Australian technology news, reviews, and guides to help you
Australian technology news, reviews, and guides to help you
There's a CR2032 battery inside the Apple AirTag.

Energizer makes a safer button battery for kids

A new style of battery can tell you if your kids have accidentally ingested it simply by looking at the colour of their mouth.

When the Apple AirTags were released, Apple received criticism over its choice of batteries. While most Apple devices have a built-in rechargeable battery you can’t touch or replace, the AirTags rely on the common CR2032 button battery, a type that’s very small but comes with some risks.

Adults don’t have many risks with the button batteries, but kids definitely do. Small and fairly easy for kids to swallow, button batteries are dangerous for kids due to how quickly they can burn up their insides, potentially being fatal in the process.

Parents are already advised to keep batteries out of reach of children, but button batteries are even more risky due to their size.

Over time, battery makers have improved child protection features of batteries, including bitter surfaces to make them less palatable, as well as child-proof packaging that can get close to being adult-proof at times, as well.

However, Energizer’s latest addition may be the most helpful yet: a special surface that when exposed to saliva changes the colour of the mouth to let parents know something is wrong.

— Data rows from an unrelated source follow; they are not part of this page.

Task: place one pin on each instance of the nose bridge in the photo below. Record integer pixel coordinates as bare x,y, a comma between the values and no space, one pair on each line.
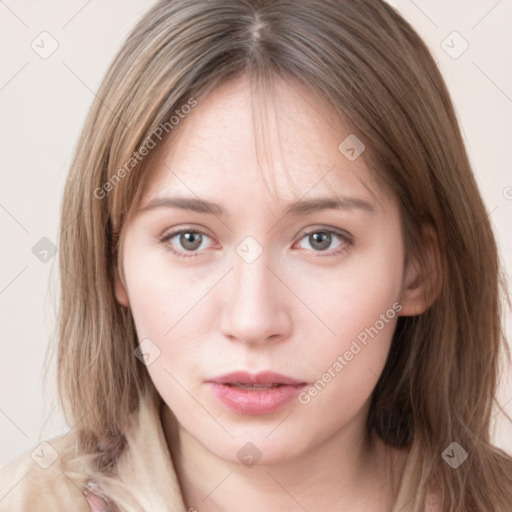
254,309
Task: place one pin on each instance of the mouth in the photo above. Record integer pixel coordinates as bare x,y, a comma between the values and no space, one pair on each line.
255,394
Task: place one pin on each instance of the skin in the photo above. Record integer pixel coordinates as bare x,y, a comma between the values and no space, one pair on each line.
293,310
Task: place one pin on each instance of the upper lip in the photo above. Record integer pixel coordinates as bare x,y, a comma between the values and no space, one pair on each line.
260,378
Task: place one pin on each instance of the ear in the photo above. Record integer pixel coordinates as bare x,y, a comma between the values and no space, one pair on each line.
423,276
120,290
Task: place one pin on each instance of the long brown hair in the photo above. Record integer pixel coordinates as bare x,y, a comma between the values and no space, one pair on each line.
440,379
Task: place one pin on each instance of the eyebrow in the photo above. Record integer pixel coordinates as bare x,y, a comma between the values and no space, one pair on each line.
301,207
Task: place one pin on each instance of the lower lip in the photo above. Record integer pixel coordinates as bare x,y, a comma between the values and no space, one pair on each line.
257,401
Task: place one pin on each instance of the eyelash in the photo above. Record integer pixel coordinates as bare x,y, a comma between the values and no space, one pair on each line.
344,237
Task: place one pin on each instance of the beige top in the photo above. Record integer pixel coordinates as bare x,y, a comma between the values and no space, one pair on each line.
43,480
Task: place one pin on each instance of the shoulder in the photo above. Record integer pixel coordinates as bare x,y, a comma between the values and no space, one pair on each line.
42,479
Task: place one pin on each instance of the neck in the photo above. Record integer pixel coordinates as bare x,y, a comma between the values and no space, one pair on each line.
348,470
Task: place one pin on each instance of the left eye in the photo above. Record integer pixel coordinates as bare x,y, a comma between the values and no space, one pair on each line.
190,241
321,240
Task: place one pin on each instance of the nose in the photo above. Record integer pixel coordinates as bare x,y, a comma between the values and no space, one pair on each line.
257,304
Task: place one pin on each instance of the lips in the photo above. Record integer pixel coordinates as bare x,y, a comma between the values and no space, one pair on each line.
255,394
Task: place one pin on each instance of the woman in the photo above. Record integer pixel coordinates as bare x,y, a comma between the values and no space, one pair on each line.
280,289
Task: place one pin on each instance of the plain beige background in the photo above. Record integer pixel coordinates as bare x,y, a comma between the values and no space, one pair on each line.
43,103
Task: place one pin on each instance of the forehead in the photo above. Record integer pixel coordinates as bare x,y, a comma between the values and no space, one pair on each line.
238,142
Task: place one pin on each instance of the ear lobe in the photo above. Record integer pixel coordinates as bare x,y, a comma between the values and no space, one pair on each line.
422,276
120,291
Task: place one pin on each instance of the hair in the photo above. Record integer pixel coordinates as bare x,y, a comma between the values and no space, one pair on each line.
365,61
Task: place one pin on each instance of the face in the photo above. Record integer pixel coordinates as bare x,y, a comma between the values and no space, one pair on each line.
225,294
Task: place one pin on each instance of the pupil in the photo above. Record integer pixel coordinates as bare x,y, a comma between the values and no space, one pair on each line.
322,240
191,240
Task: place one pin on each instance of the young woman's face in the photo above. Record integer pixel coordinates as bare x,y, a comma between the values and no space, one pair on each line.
264,282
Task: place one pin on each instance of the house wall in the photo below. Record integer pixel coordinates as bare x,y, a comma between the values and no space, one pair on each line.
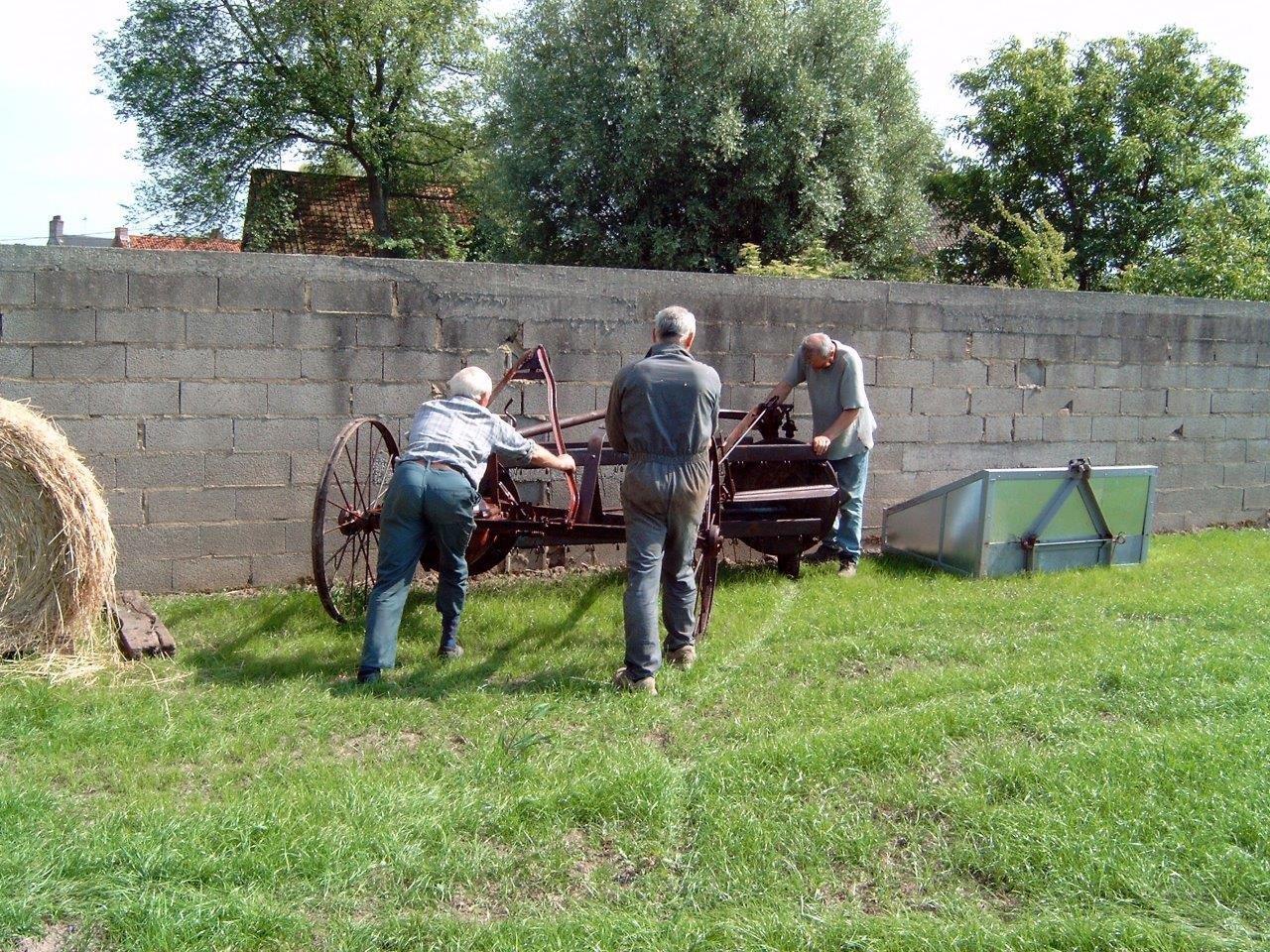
206,389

Called “Colour Alert”, it’s a small layer of blue dye dots that when hit with moisture like that of saliva, they will release their colour and change the look of whatever they’ve been in contact with. If you have wet hands, that’ll be your fingers, but since you shouldn’t handle batteries with wet hands, probably not that.

Rather, they’re mostly there to warn parents that their kids have swallowed a battery, with a blue mouth signalling to parents that something is wrong, and to get their kids to the hospital immediately.

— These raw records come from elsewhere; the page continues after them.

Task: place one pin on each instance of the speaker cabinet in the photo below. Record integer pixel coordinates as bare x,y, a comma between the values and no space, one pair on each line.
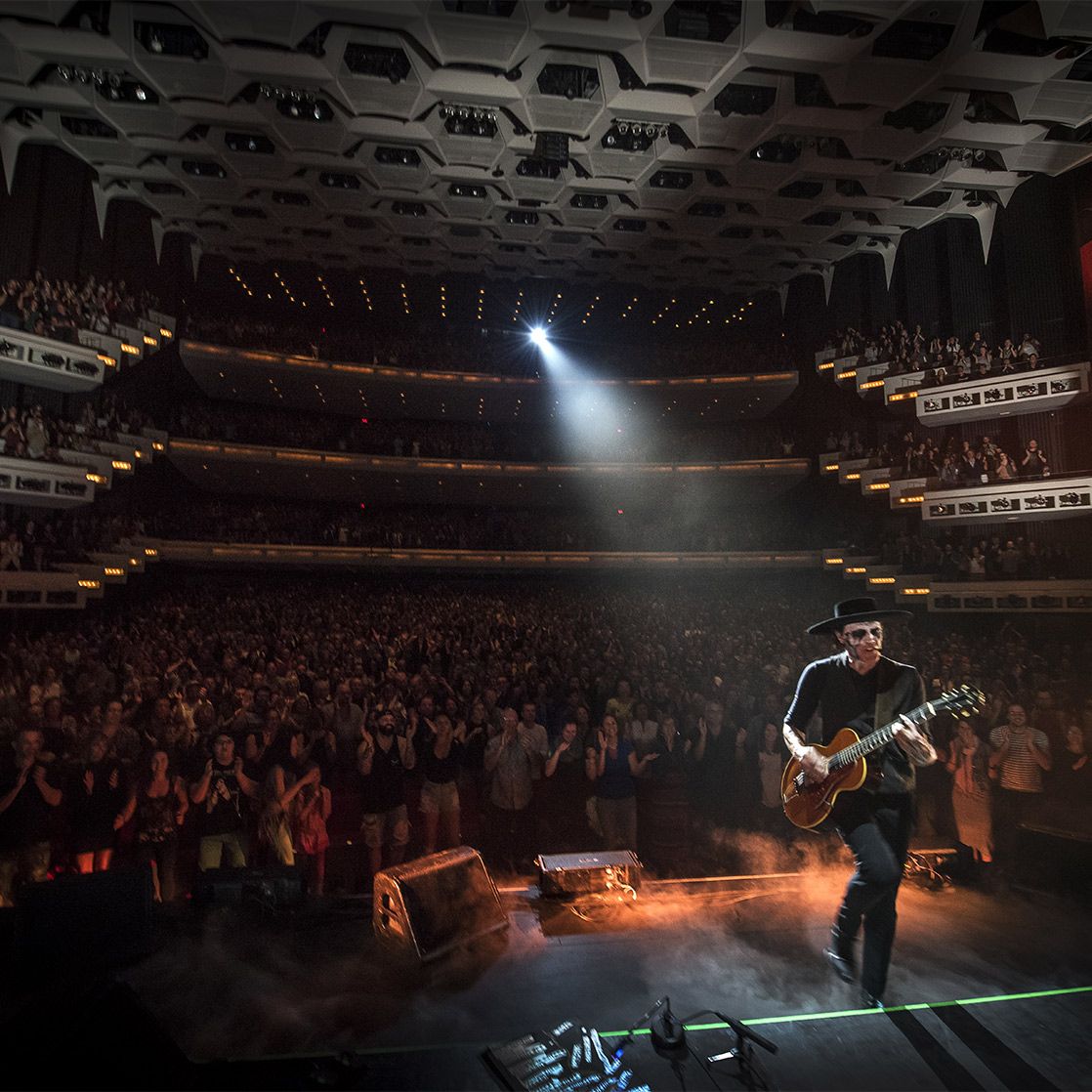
103,918
431,905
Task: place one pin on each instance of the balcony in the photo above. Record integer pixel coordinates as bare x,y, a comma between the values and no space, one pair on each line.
981,596
1021,501
1044,389
309,475
44,484
265,555
285,381
76,583
56,366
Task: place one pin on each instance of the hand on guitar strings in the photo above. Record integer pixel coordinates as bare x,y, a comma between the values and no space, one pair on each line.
915,746
815,765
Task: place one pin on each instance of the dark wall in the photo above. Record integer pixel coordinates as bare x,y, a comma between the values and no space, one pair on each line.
48,222
1032,280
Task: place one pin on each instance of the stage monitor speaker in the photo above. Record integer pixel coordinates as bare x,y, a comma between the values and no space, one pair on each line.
553,147
101,918
595,872
267,889
431,905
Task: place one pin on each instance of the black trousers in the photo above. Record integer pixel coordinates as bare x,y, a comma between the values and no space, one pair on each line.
877,828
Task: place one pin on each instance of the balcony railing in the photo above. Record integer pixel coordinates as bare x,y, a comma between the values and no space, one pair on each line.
1026,500
45,484
40,361
283,555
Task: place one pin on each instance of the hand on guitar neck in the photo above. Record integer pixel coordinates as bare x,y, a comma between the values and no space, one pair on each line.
814,764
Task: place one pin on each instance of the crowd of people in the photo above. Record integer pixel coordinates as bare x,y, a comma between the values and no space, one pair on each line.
409,438
479,527
943,359
951,558
484,350
45,540
955,462
61,309
35,433
218,725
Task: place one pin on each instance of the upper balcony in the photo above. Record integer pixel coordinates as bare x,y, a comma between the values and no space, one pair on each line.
304,382
311,475
1004,391
56,366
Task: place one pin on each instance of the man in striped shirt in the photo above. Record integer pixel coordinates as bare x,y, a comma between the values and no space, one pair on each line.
1021,753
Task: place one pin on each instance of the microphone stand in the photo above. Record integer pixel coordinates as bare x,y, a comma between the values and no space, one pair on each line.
749,1073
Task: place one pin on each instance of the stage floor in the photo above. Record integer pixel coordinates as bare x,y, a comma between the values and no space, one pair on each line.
229,987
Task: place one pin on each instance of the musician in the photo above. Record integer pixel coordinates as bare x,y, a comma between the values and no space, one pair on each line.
861,688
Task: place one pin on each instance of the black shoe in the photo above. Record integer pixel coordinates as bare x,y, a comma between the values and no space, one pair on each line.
842,964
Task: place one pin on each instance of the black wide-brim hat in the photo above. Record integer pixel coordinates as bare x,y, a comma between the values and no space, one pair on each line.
862,609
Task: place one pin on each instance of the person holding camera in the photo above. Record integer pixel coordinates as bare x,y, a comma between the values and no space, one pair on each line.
1034,463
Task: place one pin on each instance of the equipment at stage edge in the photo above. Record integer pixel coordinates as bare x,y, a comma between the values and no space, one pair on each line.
590,881
748,1072
571,1057
432,905
567,1056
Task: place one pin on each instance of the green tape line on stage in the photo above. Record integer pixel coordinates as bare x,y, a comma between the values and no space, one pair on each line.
804,1017
758,1021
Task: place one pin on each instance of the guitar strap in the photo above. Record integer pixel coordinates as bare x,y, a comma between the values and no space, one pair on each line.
885,714
885,694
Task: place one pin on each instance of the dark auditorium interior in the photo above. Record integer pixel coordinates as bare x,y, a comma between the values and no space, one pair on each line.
574,489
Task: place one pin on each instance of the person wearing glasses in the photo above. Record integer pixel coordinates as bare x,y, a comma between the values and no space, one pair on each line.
859,687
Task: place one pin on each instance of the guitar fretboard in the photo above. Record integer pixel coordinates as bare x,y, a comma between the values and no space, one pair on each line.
880,737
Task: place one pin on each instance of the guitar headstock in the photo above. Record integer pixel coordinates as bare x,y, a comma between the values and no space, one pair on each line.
964,699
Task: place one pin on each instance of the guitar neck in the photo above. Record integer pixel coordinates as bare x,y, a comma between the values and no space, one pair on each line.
880,737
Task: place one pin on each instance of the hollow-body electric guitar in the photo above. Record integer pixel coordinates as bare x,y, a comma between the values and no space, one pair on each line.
808,804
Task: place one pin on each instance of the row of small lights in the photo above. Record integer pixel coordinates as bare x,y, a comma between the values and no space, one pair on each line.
697,315
246,287
292,298
663,311
660,315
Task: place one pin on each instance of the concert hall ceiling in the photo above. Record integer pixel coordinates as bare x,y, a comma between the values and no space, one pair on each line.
730,145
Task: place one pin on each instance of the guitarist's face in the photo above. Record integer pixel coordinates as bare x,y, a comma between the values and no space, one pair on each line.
862,641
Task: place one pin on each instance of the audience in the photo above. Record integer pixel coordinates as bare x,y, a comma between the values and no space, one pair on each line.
490,351
941,359
61,309
668,527
203,716
954,461
36,434
407,438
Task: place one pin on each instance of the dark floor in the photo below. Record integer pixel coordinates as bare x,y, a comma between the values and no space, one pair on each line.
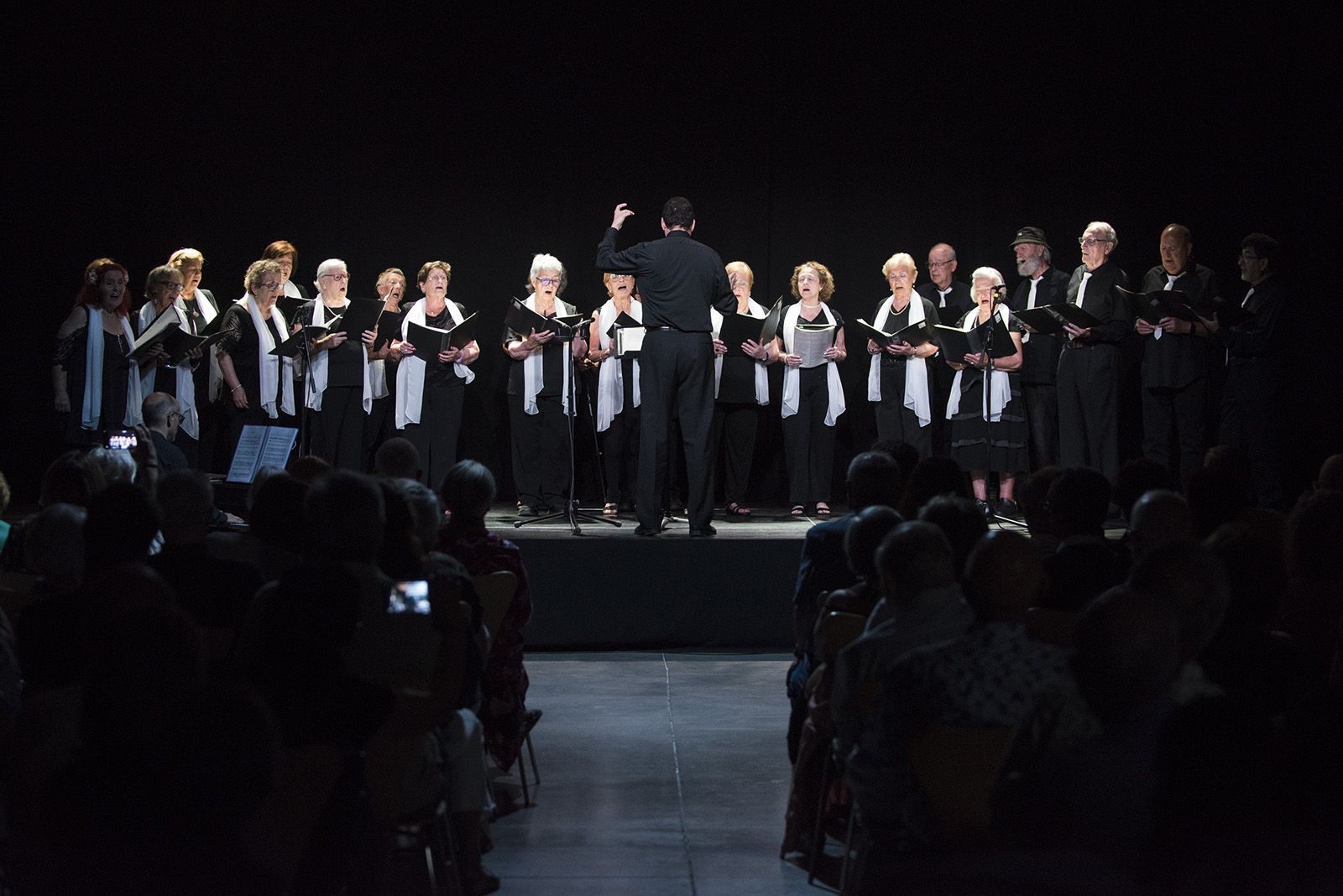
662,773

Energizer’s Colour Alert batteries also come with the bitter coating and child-proof security packs, essentially providing three deterrents to swallowing batteries. The dye reaction occurs quickly, and is a non-toxic food grade dye, which should get the attention of a carer, particularly when someone tastes something bitter that makes their mouth blue.

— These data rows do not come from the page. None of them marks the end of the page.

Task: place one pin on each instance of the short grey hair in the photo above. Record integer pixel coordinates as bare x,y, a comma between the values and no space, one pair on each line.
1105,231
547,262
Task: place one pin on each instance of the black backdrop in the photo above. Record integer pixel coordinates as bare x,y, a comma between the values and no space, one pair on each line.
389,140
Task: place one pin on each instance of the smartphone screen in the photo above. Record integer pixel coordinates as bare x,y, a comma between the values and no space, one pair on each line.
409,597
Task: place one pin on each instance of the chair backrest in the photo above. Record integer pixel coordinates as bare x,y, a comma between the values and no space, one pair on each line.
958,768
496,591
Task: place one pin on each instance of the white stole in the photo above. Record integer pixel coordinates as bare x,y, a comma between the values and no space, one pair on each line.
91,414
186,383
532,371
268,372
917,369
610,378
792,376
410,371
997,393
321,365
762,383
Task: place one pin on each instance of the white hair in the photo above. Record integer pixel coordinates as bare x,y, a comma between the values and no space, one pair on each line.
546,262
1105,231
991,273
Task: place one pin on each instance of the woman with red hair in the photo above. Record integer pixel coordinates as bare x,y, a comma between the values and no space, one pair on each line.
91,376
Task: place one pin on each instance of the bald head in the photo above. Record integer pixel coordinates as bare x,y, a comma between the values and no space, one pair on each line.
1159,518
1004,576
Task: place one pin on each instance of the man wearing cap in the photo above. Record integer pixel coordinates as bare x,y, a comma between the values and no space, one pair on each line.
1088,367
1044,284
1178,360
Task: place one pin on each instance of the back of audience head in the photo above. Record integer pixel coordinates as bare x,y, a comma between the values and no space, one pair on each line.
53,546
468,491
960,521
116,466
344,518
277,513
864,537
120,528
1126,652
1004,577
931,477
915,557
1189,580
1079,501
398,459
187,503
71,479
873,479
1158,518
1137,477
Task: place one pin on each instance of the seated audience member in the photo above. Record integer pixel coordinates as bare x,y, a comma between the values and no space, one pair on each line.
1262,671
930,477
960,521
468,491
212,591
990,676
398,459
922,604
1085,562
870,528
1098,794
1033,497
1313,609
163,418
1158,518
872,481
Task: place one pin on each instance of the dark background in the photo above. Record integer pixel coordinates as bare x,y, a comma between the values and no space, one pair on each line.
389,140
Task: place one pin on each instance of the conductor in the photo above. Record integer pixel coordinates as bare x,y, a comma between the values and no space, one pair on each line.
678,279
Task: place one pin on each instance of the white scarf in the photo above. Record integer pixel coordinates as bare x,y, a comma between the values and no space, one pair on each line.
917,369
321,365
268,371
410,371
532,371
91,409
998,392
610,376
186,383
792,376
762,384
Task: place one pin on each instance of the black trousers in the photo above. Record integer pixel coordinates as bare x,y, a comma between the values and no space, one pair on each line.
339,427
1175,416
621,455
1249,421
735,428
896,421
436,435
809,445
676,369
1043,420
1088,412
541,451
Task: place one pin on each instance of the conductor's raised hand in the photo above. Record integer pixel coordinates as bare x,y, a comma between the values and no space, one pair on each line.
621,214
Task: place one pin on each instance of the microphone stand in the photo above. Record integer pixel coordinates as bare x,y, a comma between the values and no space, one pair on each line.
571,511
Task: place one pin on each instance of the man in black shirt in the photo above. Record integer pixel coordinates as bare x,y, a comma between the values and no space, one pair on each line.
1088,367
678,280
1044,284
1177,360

It’s worth noting that Energizer’s child safe Colour Alert batteries may not be compatible with the aforementioned AirTag, something Apple warns of with other bitter-layer batteries.

However, if you don’t use an AirTag and still need some of these button batteries, and are worried about your kids swallowing one, this new generation could provide some peace of mind knowing it can offer a warning if the worst does happen.